20. The bolt for a firearm according to claim 16, wherein the undercut defined by the groove-shaped recess for at least partially receiving a rear portion of the leaf spring is pocket-shaped and laterally closed.

21. The bolt for a firearm according to claim 17, wherein the support portion includes a trough-shaped pocket.

22. The bolt for a firearm according to claim 17, wherein the support portion is inclined toward the barrel axis on a side of the support portion nearest the barrel of the firearm.

23. The bolt for a firearm according to claim 22, wherein the support portion is inclined toward the barrel axis the side of the support portion nearest the barrel of the firearm at an inclination angle of 1° to 5°.

24. The bolt for a firearm according to claim 16, wherein on a side of the cylindrical body opposite the insertion portion, the cavity laterally defines a disassembly opening.

25. The bolt for a firearm according to claim 24, wherein the leaf spring includes a lateral blocking member having a longitudinal extension that is complementary in shape for a contact in a region of the disassembly opening.

26. The bolt for a firearm according to claim 16, wherein at least one step is formed laterally to the outside in the recess and/or on a point-shaped and/or line-shaped protrusion formed on the recess and/or in an edge portion on the recess.

27. The bolt for a firearm according to claim 16, wherein a spring bearing pocket is provided on an underside of the spring bearing portion.

28. The bolt for a firearm according to claim 16, wherein the breech face defines a slot hole having a first center point that is a firing pin opening and a second center point that is disposed offset from the first center point in a direction of the extractor, the slot hole extending away from an ejector opening defined in an edge portion of the breech face.

29. The bolt for a firearm according to claim 28, wherein a centering taper is formed on an inner wall of the locking portion, starting from the ejector opening and formed in a circumferential direction.

30. The bolt for a firearm according to claim 16, wherein the extractor axis is defined by an axis pin, or the extractor axis is formed integrally on the cylindrical body as a land.
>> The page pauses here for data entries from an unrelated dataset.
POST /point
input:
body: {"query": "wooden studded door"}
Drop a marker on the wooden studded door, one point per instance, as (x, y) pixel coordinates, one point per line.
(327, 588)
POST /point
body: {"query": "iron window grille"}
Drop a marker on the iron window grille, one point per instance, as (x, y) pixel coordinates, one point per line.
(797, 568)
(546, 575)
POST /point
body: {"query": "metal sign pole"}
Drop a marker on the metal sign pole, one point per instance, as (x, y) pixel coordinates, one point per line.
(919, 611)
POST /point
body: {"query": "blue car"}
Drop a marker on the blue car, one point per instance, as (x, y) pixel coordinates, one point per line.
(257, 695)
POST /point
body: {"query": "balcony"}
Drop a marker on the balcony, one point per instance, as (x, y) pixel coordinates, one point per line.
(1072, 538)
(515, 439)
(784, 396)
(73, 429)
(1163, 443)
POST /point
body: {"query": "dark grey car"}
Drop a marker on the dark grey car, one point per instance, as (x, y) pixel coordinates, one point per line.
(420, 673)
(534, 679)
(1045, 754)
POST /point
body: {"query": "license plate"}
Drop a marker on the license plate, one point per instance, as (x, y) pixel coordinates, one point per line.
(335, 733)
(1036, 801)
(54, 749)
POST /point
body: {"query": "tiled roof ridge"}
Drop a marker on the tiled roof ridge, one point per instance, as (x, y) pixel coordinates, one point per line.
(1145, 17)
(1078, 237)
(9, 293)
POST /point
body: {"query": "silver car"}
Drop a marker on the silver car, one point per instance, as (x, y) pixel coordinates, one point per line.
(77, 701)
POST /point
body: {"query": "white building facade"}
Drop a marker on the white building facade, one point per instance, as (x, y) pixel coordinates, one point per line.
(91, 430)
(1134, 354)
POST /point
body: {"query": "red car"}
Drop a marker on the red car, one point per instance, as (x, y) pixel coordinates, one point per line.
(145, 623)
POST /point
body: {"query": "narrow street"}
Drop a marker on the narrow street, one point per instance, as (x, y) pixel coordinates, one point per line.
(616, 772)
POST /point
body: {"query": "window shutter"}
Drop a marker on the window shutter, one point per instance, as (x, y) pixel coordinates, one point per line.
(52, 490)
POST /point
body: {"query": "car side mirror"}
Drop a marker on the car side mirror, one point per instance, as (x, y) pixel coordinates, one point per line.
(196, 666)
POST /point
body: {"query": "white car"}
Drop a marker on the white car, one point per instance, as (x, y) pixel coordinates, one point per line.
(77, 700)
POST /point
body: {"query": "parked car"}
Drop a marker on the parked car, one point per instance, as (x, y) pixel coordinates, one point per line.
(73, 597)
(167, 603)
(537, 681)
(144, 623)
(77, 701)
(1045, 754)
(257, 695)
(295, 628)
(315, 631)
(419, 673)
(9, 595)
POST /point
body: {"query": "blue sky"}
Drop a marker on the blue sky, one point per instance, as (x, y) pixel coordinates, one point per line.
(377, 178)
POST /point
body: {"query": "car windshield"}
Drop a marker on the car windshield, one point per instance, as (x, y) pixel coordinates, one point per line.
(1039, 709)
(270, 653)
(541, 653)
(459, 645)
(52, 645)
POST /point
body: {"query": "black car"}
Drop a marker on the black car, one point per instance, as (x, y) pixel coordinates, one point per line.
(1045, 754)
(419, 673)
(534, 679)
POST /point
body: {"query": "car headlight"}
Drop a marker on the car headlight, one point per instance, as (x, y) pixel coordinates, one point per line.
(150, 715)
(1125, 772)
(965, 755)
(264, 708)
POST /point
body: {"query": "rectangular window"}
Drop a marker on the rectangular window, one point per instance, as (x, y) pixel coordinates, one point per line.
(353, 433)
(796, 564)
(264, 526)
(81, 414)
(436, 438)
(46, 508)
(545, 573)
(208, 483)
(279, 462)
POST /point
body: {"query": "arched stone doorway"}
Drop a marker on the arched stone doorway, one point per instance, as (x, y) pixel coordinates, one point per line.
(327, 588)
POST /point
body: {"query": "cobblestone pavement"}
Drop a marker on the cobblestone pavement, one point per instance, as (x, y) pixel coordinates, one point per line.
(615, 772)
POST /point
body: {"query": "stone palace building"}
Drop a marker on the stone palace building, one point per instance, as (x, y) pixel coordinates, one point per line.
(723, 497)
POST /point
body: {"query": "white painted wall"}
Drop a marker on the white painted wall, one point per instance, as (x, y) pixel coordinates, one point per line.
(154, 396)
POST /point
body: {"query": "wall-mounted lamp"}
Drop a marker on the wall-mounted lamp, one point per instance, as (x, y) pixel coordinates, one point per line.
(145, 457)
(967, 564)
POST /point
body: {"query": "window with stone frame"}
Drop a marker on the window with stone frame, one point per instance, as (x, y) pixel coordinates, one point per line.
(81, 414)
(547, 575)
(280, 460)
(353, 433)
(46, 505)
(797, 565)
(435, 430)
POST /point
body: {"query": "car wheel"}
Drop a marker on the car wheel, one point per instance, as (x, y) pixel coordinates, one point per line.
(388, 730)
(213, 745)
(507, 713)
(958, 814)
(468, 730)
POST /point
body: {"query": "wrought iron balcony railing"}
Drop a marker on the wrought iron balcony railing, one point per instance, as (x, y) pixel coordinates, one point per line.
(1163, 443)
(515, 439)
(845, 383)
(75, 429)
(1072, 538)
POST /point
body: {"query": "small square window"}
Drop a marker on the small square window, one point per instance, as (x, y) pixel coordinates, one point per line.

31. The bolt for a firearm according to claim 17, wherein the contacting surface and the locating surface are tapered complementary to one another, such that when the extractor is subjected to tensile load in a forward direction, a displacement of the extractor is effected inwardly in a direction toward the barrel axis.

32. The bolt for a firearm according to claim 31, wherein the contacting surface and the locating surface are tapered complementary to one another relative to a direction normal to the barrel axis.